Addressing investors at the 42nd Annual J.P. Morgan Healthcare Conference, Gottesdiener said Prime Medicine supported its IND filing with data that showed:
- No off-target editing detected in healthy human donor CD34+ cells, according to a targeted in vitro analysis of 550 potential off-target sites of off-target editing.
- No large deletions or translocations in bone marrow engrafted Prime-Edited LT-HSCs, according to data from an in vivo analysis from mouse bone marrow harvested 16 weeks after engraftment was complete.
- Translocation positive control: Cas9 nuclease-edited cells, generated by transfecting HEK293T cells with single guide RNA (sgRNA) targeting NCF1 and Streptococcus pyogenes Cas9 (SpCas9) mRNA.
Prime Medicine said it plans to present additional preclinical data at three upcoming meetings: the 3rd Annual LNP Formulation and Process Development Summit; the American Society of Cell & Gene Therapy (ASGCT) 27th Annual Meeting; and TIDES USA Oligonucleotide & Peptide Therapeutics Conference.
Prime editing was first described in a 2019 paper published in Nature by Andrew Anzalone, MD, PhD, and colleagues in the Broad Institute lab of genome editing pioneer David Liu, PhD, whose lab a few years earlier developed another genome editing approach without double-stranded breaks in DNA called base editing. Anzalone discussed the technology and the company on GEN’s “Close to the Edge” video interview series. (Anzalone is Prime’s lead developer of prime editing, and the company’s scientific co-founder.)

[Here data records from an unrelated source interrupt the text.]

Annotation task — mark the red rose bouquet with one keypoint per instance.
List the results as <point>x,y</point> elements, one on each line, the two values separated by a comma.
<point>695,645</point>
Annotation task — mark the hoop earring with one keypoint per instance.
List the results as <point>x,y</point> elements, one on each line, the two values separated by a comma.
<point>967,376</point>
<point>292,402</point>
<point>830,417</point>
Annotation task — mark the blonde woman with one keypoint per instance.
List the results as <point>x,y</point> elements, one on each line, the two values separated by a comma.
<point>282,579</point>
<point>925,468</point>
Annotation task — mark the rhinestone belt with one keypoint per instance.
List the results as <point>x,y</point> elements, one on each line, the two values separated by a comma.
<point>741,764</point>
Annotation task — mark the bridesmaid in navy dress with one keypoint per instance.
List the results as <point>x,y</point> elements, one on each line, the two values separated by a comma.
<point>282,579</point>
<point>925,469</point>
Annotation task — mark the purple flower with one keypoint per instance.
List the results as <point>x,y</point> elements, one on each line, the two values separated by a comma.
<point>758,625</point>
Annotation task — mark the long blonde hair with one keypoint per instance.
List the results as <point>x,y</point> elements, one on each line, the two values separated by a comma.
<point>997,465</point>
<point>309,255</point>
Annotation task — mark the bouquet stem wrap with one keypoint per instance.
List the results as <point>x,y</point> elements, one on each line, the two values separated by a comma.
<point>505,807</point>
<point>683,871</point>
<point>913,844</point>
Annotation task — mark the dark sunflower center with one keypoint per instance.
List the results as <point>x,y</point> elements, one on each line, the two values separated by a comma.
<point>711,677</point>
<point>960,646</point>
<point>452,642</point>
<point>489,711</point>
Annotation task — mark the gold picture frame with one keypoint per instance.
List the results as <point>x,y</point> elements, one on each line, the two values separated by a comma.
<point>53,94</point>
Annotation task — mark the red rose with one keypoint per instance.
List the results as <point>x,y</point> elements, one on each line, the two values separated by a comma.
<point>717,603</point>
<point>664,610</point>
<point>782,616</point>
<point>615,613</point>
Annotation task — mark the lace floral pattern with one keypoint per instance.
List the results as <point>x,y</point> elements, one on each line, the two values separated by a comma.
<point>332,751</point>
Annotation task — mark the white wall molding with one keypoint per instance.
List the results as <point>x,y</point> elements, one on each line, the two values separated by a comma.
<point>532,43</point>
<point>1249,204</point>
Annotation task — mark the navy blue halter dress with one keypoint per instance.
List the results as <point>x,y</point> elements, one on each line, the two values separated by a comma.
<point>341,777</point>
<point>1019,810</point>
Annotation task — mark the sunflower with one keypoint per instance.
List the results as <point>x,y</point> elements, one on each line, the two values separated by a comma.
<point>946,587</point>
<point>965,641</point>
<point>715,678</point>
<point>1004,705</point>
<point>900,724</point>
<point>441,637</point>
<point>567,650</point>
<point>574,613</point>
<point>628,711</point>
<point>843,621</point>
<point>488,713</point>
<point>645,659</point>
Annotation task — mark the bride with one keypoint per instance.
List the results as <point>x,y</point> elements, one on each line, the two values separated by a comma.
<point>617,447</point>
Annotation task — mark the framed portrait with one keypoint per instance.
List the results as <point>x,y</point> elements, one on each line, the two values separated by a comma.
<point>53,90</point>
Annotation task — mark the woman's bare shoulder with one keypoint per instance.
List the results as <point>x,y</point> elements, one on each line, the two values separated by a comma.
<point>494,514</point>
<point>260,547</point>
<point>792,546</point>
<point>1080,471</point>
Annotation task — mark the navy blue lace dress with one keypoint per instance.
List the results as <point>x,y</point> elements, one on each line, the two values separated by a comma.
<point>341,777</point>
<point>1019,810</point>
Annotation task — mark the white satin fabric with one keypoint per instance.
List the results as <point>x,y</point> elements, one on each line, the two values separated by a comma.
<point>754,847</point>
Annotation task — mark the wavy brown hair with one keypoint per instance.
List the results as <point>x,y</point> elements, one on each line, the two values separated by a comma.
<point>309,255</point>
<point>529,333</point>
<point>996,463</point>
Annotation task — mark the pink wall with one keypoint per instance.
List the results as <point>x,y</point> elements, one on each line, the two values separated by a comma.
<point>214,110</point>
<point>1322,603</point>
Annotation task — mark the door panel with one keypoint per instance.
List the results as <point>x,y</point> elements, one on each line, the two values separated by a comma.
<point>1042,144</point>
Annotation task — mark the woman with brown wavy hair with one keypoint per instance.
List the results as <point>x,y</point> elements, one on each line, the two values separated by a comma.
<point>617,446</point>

Prime editing can introduce targeted insertions, deletions, and all 12 possible base-to-base substitutions. Liu told GEN at the time that of the roughly 75,000 cataloged pathogenic mutations in human genetic diseases, prime editing had the versatility and potential to correct the majority (89%) of them.
Liu co-founded Prime Medicine in 2020 to commercialize prime editing based on Anzalone’s groundbreaking work when he was a postdoctoral fellow, by developing treatments based on applying the technology’s “search and replace” approach to genome editing. The company went public in 2022.